THE majoritarian view has once again prevailed in the matter of bringing about legislation against forced conversion in the country. At a meeting on Wednesday of the parliamentary committee concerned, spurious reasoning and outright disinformation was employed to ride roughshod over the fears of non-Muslims for the future of their communities because of what they claim is an increasing incidence of such conversions.
Moreover, it seemed the outcome had already been decided elsewhere. For, when the members demanded a vote on the bill after a heated two-hour debate on its contents, the chairman of the ironically named Parliamentary Committee to Protect Minorities from Forced Conversion in an extraordinary move read out a printed statement that the draft was against the public interest. Consider the institutionalised prejudice that non-Muslims have to contend with in their struggle for a fair hearing on the issue. As mentioned by Human Rights Minister Shireen Mazari herself at the meeting, the Council of Islamic Ideology invited no less than Mian Mithu, the cleric widely accused of being the main perpetrator of forced conversions in Sindh, for a briefing.
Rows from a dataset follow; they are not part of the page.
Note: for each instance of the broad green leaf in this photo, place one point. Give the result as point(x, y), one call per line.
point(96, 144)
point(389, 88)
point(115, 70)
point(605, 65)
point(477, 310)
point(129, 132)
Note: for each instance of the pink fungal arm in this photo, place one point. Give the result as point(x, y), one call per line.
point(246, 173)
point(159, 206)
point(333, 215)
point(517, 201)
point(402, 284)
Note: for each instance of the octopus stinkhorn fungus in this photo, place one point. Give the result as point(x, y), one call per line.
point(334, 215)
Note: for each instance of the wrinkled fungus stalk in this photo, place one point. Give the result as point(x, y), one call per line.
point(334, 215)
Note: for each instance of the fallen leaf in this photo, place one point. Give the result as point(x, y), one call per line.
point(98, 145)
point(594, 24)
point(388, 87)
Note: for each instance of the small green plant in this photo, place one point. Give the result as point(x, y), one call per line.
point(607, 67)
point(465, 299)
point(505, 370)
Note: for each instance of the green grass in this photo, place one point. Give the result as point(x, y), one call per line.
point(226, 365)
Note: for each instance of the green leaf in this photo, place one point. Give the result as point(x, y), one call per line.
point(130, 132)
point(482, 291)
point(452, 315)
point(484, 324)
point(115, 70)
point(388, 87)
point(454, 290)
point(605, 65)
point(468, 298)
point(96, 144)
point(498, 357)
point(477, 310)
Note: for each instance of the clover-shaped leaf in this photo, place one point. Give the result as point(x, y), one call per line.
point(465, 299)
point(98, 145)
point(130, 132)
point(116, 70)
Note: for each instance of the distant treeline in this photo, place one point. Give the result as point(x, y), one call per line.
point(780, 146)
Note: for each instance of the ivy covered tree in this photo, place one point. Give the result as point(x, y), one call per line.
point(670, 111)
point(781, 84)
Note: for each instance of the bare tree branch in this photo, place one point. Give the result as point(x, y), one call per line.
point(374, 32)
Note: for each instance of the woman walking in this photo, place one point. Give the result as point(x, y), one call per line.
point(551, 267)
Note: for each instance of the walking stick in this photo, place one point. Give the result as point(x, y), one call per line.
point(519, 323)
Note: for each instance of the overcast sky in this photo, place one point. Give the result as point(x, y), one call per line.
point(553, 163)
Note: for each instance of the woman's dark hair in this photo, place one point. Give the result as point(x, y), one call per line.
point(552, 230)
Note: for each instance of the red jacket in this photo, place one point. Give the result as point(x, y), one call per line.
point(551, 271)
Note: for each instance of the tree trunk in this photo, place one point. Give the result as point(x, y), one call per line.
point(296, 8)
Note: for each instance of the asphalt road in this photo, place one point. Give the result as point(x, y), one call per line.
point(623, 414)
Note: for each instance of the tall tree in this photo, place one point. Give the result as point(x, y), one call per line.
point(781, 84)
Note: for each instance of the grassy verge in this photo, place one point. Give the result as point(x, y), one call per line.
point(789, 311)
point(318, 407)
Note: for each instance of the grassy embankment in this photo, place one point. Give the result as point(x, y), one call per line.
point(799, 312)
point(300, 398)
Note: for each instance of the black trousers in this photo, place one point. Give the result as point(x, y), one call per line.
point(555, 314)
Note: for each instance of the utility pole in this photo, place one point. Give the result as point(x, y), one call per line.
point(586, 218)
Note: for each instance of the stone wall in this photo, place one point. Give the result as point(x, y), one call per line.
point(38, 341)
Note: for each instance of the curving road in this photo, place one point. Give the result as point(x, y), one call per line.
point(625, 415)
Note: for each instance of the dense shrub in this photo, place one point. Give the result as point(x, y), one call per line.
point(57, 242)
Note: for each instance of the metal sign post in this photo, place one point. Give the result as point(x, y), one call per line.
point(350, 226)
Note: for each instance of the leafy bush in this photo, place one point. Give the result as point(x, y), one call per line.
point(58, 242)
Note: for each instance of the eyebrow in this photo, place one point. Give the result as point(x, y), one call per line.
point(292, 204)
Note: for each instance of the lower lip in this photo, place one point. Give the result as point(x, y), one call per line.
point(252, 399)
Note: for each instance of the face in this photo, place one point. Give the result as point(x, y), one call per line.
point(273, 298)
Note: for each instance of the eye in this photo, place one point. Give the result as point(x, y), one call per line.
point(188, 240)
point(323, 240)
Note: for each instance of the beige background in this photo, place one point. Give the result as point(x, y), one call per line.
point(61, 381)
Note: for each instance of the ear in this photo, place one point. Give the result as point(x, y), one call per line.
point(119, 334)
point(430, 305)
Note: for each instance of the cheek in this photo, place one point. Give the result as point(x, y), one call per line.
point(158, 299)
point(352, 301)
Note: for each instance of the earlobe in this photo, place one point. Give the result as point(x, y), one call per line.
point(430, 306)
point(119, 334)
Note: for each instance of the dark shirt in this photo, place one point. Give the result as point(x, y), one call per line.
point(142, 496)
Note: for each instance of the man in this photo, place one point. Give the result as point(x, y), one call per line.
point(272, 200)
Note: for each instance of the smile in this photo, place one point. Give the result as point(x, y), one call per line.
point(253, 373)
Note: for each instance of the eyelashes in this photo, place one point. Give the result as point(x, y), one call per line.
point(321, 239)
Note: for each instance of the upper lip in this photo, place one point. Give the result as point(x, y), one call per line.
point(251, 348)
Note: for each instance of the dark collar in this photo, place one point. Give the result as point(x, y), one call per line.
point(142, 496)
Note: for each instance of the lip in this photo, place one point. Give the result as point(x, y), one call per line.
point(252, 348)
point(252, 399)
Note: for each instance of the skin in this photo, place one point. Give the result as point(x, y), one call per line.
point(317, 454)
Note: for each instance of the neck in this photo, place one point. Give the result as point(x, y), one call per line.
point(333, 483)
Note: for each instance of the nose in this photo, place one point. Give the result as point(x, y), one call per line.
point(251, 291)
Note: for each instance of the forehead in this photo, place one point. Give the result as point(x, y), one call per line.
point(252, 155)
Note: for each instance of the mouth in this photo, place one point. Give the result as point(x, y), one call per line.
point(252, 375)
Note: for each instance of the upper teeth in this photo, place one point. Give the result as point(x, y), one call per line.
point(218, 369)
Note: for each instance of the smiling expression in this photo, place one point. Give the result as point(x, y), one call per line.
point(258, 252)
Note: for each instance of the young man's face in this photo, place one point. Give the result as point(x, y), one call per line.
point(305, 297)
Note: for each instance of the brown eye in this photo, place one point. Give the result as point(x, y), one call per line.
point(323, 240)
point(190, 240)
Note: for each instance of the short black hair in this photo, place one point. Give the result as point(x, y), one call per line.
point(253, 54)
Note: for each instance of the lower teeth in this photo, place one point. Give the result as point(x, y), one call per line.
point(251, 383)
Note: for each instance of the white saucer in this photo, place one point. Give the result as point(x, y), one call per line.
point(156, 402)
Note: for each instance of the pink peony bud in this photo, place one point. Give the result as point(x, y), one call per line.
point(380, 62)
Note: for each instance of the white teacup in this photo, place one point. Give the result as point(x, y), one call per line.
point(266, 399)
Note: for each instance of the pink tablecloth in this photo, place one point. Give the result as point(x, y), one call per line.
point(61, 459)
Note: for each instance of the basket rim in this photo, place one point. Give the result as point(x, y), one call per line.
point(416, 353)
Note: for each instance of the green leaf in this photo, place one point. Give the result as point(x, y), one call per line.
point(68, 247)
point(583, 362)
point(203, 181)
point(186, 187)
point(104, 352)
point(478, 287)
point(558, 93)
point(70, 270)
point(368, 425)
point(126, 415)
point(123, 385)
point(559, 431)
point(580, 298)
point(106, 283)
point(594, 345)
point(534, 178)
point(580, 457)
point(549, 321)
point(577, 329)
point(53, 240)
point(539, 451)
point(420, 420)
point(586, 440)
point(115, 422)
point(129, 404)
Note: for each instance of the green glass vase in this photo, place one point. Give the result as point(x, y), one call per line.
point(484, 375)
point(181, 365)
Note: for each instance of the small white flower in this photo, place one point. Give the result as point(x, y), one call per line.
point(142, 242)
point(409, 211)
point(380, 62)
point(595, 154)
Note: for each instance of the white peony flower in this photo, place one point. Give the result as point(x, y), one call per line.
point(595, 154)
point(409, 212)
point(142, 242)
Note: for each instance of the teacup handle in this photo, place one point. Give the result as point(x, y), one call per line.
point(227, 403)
Ask the right-wing lobby and they will all largely agree that forced conversions are wrong from a religious point of view. But they refuse to countenance any practical measures that will stop this reprehensible practice. For instance, one of the objections raised is to the stipulation that the conversion statement must be made in front of a magistrate — which would minimise the chance of force being involved. Further, conservative elements base their arguments on a deliberately narrow understanding of the term ‘forced conversion’.
Changing one’s religion voluntarily does not only mean doing so without intimidation and fear of harm; even monetary blandishments are an indirect form of coercion. A voluntary decision to convert is based on an understanding of Islam and an appreciation of the far-reaching consequences such a decision will entail. On it hinge relationships with immediate family, the fate of matrimonial ties, standing within the community, inheritance rights, and so on. That is why there is such opposition in particular to a minimum age for conversion.
Considering there is a minimum age for marriage, there is no substantive argument in opposing one for changing one’s religion — except that young females are the main demographic allegedly singled out for forced conversion. The state’s failure to honestly address an issue that has engendered such insecurity and distress among non-Muslim Pakistanis is shameful.